I laugh out loud. Typical. I write back, Thanks for the warning. It’s giving the Odyssey ?
She replies with a skull emoji. Then: How are you doing?
It’s not her fault that the answer to that question is a minefield. And of all the people I’m not about to take my problems to, Maya McPherson tops the list. So I settle for something that’s true but not revealing: I’m surviving .
I know the feeling comes back a few minutes later. And then, Take care of yourself, Cassidy.
Whatever tightened in my jaw at the sight of Cooper’s name relaxes just a little bit.
I have been lucky in a lot of ways—by the time my sex scandal broke, at least some people had learned their lesson about shaming very young women for getting involved with older, powerful men.
I always had defenders, even if they were sometimes hard to hear over the shouts of people suggesting I kill myself.
But it was hard to take any of them seriously until I had Maya’s forgiveness. And I never take that for granted.
You too , I send back.
The texts from her are a welcome reminder to get over myself. I’ve been fortunate in too many ways, supported by too many people, to sit around moping.
I remember something that a career counselor said to me at some point during my postscandal purgatory.
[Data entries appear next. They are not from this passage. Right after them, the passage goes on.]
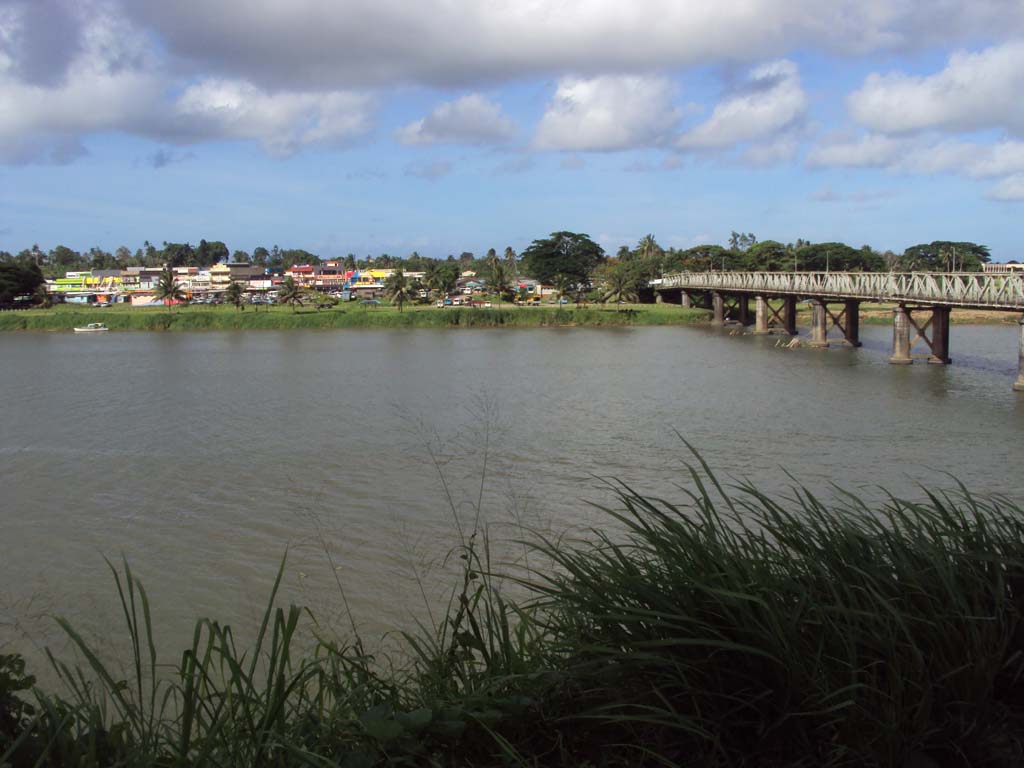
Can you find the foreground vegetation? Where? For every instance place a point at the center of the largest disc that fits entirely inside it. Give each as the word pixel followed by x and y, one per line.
pixel 349 315
pixel 728 629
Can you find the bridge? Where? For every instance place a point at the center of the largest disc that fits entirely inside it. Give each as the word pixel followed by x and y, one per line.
pixel 923 301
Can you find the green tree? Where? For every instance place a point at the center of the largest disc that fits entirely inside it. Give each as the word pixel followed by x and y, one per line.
pixel 768 256
pixel 235 295
pixel 398 289
pixel 570 255
pixel 290 293
pixel 511 268
pixel 943 255
pixel 620 286
pixel 18 280
pixel 178 254
pixel 498 280
pixel 168 290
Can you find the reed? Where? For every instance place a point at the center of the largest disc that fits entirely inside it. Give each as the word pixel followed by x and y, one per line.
pixel 726 628
pixel 228 318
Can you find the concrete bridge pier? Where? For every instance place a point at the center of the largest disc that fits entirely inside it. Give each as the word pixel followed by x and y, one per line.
pixel 718 308
pixel 901 337
pixel 819 324
pixel 1019 384
pixel 761 315
pixel 940 336
pixel 851 328
pixel 743 309
pixel 790 314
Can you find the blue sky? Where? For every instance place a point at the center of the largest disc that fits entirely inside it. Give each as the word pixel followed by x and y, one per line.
pixel 369 127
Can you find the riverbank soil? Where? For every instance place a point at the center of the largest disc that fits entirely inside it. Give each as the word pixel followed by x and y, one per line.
pixel 202 317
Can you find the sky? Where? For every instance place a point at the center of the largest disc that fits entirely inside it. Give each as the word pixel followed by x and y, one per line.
pixel 442 126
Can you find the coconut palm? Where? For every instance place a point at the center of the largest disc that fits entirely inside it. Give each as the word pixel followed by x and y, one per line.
pixel 499 280
pixel 647 247
pixel 398 289
pixel 563 284
pixel 431 278
pixel 168 290
pixel 290 293
pixel 620 287
pixel 510 264
pixel 235 296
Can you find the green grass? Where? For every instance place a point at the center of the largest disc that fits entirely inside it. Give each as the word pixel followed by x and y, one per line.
pixel 725 629
pixel 228 318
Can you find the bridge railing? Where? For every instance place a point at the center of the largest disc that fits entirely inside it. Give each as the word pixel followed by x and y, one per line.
pixel 944 289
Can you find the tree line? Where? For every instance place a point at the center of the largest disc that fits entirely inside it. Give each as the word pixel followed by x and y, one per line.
pixel 571 261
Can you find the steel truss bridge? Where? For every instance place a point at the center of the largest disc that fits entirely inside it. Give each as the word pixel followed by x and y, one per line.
pixel 923 303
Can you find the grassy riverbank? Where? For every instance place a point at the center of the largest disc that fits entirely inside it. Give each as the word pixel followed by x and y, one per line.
pixel 730 629
pixel 349 315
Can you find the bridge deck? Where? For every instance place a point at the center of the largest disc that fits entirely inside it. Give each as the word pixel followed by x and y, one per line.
pixel 969 290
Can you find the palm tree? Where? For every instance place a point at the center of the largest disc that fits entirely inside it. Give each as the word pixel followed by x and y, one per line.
pixel 563 284
pixel 647 247
pixel 620 287
pixel 397 288
pixel 290 293
pixel 510 265
pixel 499 280
pixel 233 295
pixel 431 278
pixel 168 291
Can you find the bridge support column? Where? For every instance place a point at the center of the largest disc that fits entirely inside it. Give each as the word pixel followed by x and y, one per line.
pixel 718 307
pixel 743 309
pixel 790 314
pixel 852 329
pixel 901 337
pixel 761 315
pixel 819 324
pixel 1019 384
pixel 940 336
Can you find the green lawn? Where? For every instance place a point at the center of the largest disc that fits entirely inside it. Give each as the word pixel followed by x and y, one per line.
pixel 200 317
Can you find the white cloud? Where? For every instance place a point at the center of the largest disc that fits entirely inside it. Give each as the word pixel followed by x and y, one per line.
pixel 284 123
pixel 872 151
pixel 44 121
pixel 922 155
pixel 974 91
pixel 429 171
pixel 114 84
pixel 470 120
pixel 326 44
pixel 1011 188
pixel 608 113
pixel 770 101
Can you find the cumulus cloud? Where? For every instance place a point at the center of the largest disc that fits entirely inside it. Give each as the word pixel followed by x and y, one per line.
pixel 96 93
pixel 974 91
pixel 429 171
pixel 1011 188
pixel 455 43
pixel 768 102
pixel 470 120
pixel 114 84
pixel 612 112
pixel 922 155
pixel 284 123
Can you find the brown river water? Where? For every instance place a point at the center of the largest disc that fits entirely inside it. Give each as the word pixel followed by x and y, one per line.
pixel 203 457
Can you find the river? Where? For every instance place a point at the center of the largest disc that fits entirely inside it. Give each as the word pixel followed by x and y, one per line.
pixel 202 457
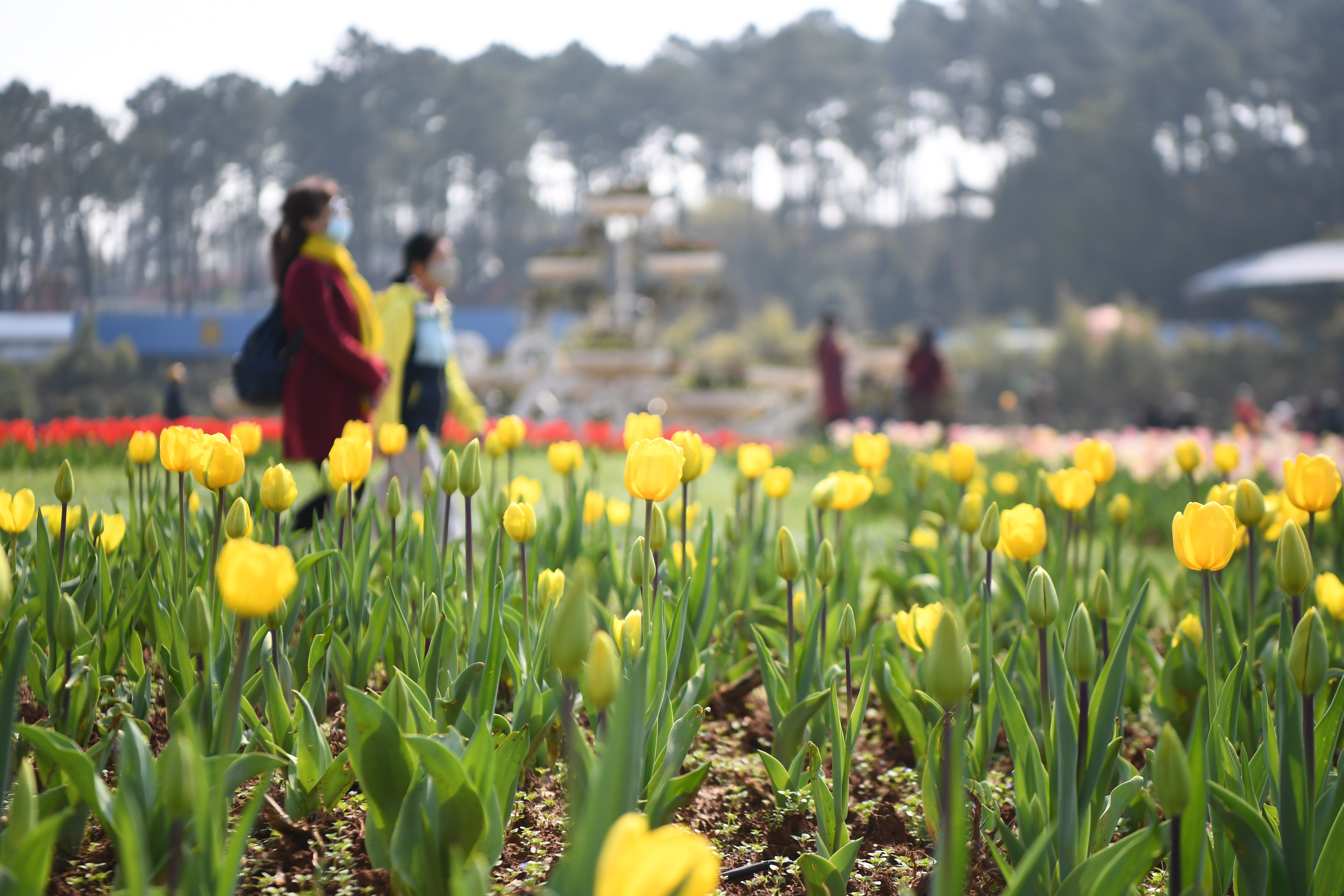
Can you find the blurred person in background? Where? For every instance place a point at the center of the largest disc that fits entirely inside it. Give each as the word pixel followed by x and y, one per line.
pixel 420 351
pixel 831 366
pixel 336 374
pixel 927 377
pixel 175 406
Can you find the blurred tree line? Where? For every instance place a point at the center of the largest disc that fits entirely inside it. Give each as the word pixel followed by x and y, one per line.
pixel 1143 142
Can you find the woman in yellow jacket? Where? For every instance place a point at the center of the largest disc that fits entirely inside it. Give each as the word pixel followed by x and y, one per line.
pixel 419 346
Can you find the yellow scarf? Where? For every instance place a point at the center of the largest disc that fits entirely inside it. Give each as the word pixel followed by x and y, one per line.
pixel 327 250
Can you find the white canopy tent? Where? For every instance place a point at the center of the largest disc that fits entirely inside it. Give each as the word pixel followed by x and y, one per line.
pixel 1302 265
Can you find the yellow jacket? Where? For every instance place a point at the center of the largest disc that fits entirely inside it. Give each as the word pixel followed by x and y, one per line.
pixel 397 309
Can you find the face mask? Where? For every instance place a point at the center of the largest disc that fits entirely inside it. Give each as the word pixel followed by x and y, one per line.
pixel 444 272
pixel 339 229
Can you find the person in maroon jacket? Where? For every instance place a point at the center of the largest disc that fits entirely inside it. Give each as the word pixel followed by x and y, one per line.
pixel 329 309
pixel 831 364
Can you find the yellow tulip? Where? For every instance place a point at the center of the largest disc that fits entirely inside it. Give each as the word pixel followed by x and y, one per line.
pixel 638 862
pixel 521 522
pixel 1205 537
pixel 777 483
pixel 277 490
pixel 1097 457
pixel 143 447
pixel 1226 457
pixel 565 457
pixel 1311 483
pixel 1073 490
pixel 871 451
pixel 18 511
pixel 642 426
pixel 525 490
pixel 248 434
pixel 1005 483
pixel 595 506
pixel 175 448
pixel 495 444
pixel 1330 594
pixel 113 530
pixel 513 432
pixel 924 539
pixel 358 430
pixel 1191 629
pixel 917 627
pixel 350 460
pixel 851 491
pixel 617 512
pixel 1022 531
pixel 961 463
pixel 52 514
pixel 255 578
pixel 755 460
pixel 1189 456
pixel 392 439
pixel 654 469
pixel 218 461
pixel 693 448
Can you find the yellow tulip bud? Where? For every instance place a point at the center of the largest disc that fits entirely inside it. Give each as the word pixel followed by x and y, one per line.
pixel 787 562
pixel 1294 561
pixel 255 578
pixel 654 469
pixel 1249 504
pixel 143 447
pixel 279 490
pixel 248 434
pixel 1171 773
pixel 1042 600
pixel 755 460
pixel 601 672
pixel 65 487
pixel 948 665
pixel 1310 656
pixel 521 522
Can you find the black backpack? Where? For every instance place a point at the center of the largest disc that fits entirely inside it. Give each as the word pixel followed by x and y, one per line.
pixel 260 369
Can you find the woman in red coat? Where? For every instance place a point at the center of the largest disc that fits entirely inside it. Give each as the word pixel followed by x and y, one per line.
pixel 329 308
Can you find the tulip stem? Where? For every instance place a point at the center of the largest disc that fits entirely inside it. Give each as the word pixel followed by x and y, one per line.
pixel 1252 569
pixel 1174 864
pixel 62 574
pixel 1045 679
pixel 214 543
pixel 182 534
pixel 236 688
pixel 1310 743
pixel 522 563
pixel 1210 639
pixel 1083 723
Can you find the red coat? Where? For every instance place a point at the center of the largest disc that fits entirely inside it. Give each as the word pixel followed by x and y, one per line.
pixel 333 377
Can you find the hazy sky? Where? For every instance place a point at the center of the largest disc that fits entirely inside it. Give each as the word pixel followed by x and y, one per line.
pixel 100 53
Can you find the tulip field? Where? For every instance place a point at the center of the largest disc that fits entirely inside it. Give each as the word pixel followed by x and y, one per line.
pixel 647 661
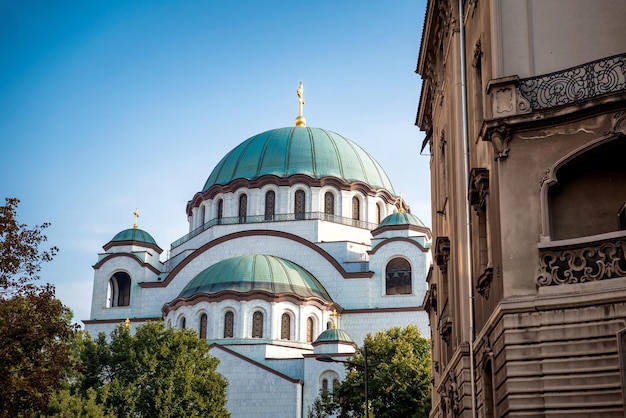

He advised me to start my job search not with titles or industries but instead with my values.
To think about what I liked and wanted generally before I got too specific.
So I open a new Google Doc and start a new list: Things I Like .
This is somewhere between working and relaxing, I tell myself as I type out phrases like Talking to people and Making connections and Having a flexible schedule .
It almost feels stupid. Who doesn’t like that stuff?
But as my fingers move, my brain calms, and the thoughts come faster and clearer.
Finding meaning in what I do. Forming real relationships.
Working with vulnerable people. Learning on the job.
By the time I have to leave to meet Willa, I have a messy, incomplete, and imperfect rundown of what matters to me. It’s not as much as I want, but at least it’s a start.